By this time I’ve come to my senses and realize it will be much more fun to visit the old town when it’s not empty and deserted, so we switch the day’s plan around and first go shopping. I buy some handcrafted paper and envelopes and a few new towels for bathroom and kitchen, at a discount. It’s not that we don’t have these in Belgium, it’s just so much more fun to shop in an unknown city. I also map our route to pass by the Azkuna Zentroa Alhondiga building, a multi-purpose venue originally built in 1909 and then renovated with great flair by architect Philippe Starck in collaboration with Thibaut Mathieu (don’t know who that is). From the outside the renovation is only visible by the glass facade sticking up from behind the old bricks, but on the inside it’s quite modern, impossible to describe. The exhibition spaces will open in fifteen minutes or so, at eleven, but we visit the rooftop terrace and take our time to admire the many colorful pillars, each unique, holding up the brick blocks with cultural and public spaces.
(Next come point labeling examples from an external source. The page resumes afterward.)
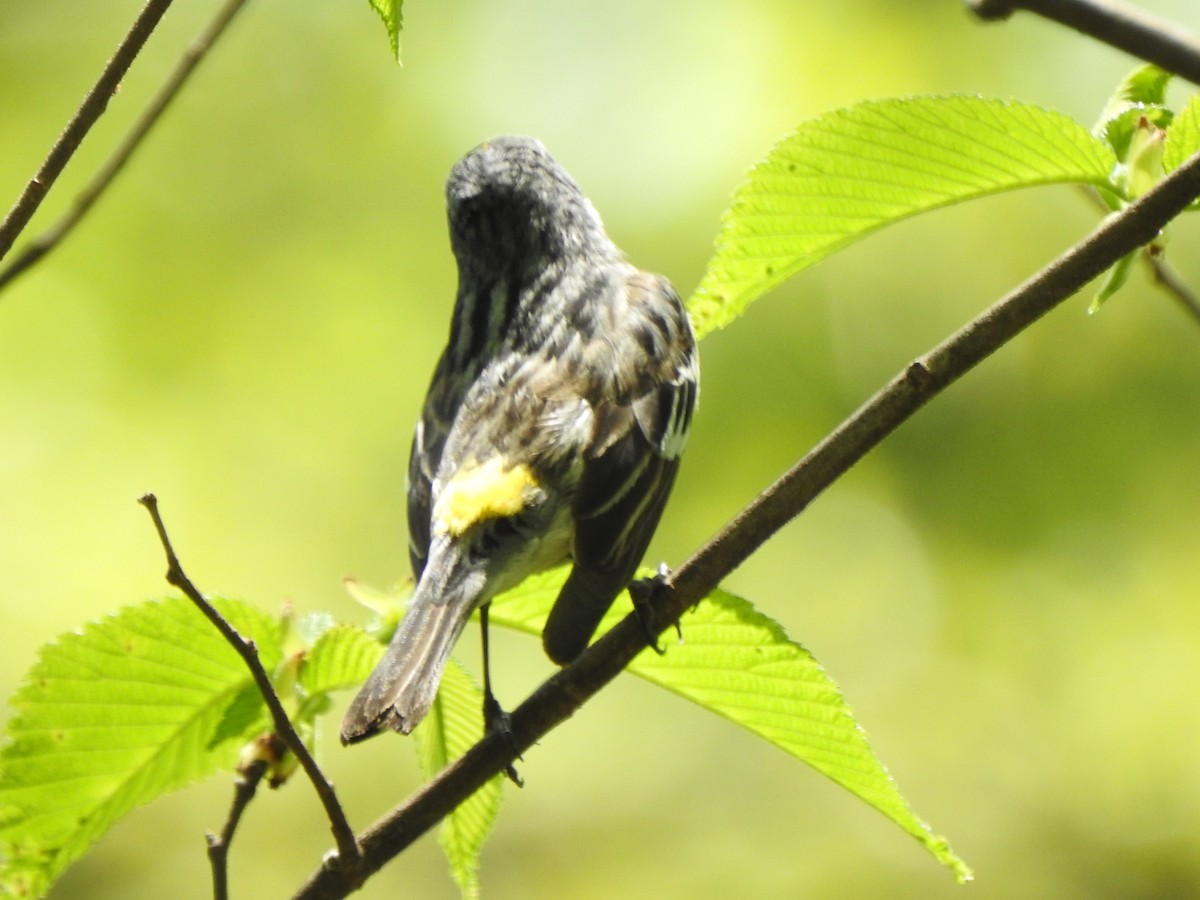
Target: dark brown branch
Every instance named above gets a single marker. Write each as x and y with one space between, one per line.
55 234
563 694
244 790
1115 23
347 849
89 112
We continue on through the new town, strolling through the shopping streets. People are out and about, many sitting on terraces having breakfast – you can tell because they’re drinking coffee, not wine. It’s after eleven now, we’re thinking of lunch and decide to get started on the food part of the day. We enter one of the many pintxo bars, pick a few hearty snacks and do the whole thing by the rules: eat standing up, throw your sticks and napkins in a bin on the table and then move on to the next. Of course you’re not supposed to do this until after 2 pm, but I’m sure they make allowances for tourists. We stop by the appartment to drop off the bulky towels and rest our feet for half an hour and then, with renewed energy, set out for the old town.

It’s a beautiful area with narrow, pedestrian streets and high, colorful buildings, with here and there a church or palace. The Plaza Nuevo (or new square, though built in 1821) seems to be one of the newer features and it’s the busiest place we’ve encountered so far. We get in line to buy more pintxos (our third bar) and try to be a bit more Spanish: don’t worry too much about the line, don’t mind the crowd, have a glass of wine. We continue through the charming streets to see the Bilboko Donejakue katedrala (the cathedral) and Erribera merkatua (the market hall from 1929) and catch a glimpse of San Antongo Zubia (there’s been a bridge here since 1318, for a few centuries the only one).

We’re pretty tired by now, so we decide to have a siesta at the appartment. I write a letter on my new paper and read a book until 5 or so, when we do our usual outing to find dinner. This time it’s nut/raisin bread, delicious with the picual olive oil, some leftover smoked meat, a few grapes and then Belgian pralines as dessert. We’re really saving them up, don’t want to run out until we’re back in Belgium and I have to (choose to) go back to a more healthy and balanced diet!